ShrimpWorks

Spam filtering with SpamBayes

7 Jun 2006

Python, Spam, Spambayes, Dovecot, IMAP, POP3, Mail filtering

Alright, so I’ve been getting more and more spam in recent weeks, and they’ve been getting harder and harder to build basic filter rules for.

My mail works in a pretty round-about way:
I have multiple POP accounts all over the place, which have sort of accumulated over the years. It becomes a bit of a mission to always set up and check all these accounts, so what I have now is a small Python script that connects to each of the servers, grabs the mail, sorts them based on some simple filters (like, containing a [mailinglist] type subject), and places them within a Maildir structure based on that sorting. In addition, it does the same thing for deciding if it should delete a message - extremely basic spam filtering rules can be set up to check out certain headers for possible spam flags, etc.

The downloaded mail is then served via IMAP, using the Dovecot mail server. The great thing about that, is then every time I re-install any of the machines I use for mail access, or install a new one, I instantly have all my neatly sorted folders, all my mail from all my accounts, and only one IMAP account I need to set up.

Anyway, basically, the spam filtering of the above system was rather lame, so I went on the hunt for something a little more useful. Enter SpamBayes - a mail proxy application written in Python.
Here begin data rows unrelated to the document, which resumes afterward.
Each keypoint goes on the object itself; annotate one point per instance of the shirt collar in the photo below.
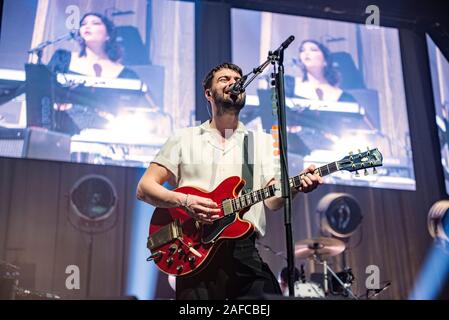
(205, 126)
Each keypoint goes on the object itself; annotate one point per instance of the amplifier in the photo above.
(34, 143)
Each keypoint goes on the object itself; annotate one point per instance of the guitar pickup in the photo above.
(166, 234)
(227, 207)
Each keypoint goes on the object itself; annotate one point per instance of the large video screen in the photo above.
(439, 69)
(344, 92)
(95, 82)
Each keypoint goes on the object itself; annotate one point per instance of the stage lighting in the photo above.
(339, 214)
(438, 220)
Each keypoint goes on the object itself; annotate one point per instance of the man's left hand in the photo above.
(310, 180)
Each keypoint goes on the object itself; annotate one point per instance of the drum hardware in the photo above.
(318, 250)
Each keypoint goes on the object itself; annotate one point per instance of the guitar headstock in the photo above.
(371, 158)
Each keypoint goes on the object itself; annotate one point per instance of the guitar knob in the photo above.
(172, 249)
(155, 256)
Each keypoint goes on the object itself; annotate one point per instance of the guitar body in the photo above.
(180, 245)
(174, 254)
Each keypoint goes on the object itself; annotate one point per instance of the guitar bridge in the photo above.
(165, 235)
(227, 207)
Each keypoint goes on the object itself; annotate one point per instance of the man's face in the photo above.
(220, 91)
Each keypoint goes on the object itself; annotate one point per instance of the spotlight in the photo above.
(339, 214)
(438, 220)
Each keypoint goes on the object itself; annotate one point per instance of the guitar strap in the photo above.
(248, 161)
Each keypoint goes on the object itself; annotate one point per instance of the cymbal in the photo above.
(322, 247)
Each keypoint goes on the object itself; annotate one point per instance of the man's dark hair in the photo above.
(207, 82)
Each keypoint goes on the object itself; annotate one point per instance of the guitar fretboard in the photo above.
(253, 197)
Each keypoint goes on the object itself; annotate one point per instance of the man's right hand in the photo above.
(202, 209)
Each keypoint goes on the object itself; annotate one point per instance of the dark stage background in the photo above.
(35, 232)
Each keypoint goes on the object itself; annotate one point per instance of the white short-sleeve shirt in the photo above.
(197, 158)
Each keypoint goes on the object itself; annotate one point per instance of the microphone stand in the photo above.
(39, 49)
(276, 58)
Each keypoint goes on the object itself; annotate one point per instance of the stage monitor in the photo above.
(61, 102)
(439, 70)
(344, 91)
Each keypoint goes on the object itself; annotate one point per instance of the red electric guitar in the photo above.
(180, 245)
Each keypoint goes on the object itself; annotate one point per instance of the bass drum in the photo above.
(308, 290)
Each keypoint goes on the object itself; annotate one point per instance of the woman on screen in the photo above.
(320, 78)
(99, 54)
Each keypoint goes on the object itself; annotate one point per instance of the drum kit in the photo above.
(320, 250)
It’s already “in Debian”, so installing was as fun as always (aptitude install spambayes), after which I only needed to start the service, and then it’s off to a browser to configure it. Actually there wasone step before that - since I’m running this on my server, and SpamBayes is meant for use by a single user on their own PC, it doesn’t allow connections do it’s browser-based configuration from other hosts. Which is a bit of a problem when running a server which I have no interaction with beyond a command shell. Thanks to Lynx I was able to configure it to allow connections from my local network.

For starters, you need to tell it which POP3 servers you want to connect to, and assign local ports to each one, which will be stand-ins for port 110 when connecting to servers. The interface for this is a bit troublesome however, requiring you to enter each server into a single input field, separated by commas. The associated ports for each server are then entered into another input field in the same manner. It took me a while to get both the fields synced due tot he number of servers I intended using.

Next up, I fed it a few emails for training (saved emails out of Thunderbird as EML files, and these can be uploaded to the server for training via the browser interface) both ‘ham’ and spam.

Once it knew the basics, I simply updated the list of servers in my Python script to “localhost”, and whichever port each one was set to. Shortly thereafter, mail started passing through the system. Most of it was identified as “unsure”, as it hadn’t seen enough examples of ham or spam yet. Quite smartly, it keeps a record of each message that’s passed through, and you can easily train ham or spam from these.

Around 50 mails later, it was identifying almost every message perfectly. I’m going to leave it running for a day or two more, training everything that arrives, then I’ll just add a single filter to my mail fetching script, looking at the “X-Spambayes-Classification” header for “spam” (delete), or “ham” take no action.

I’m quite happy with this setup, looks like it’ll work quite well :D.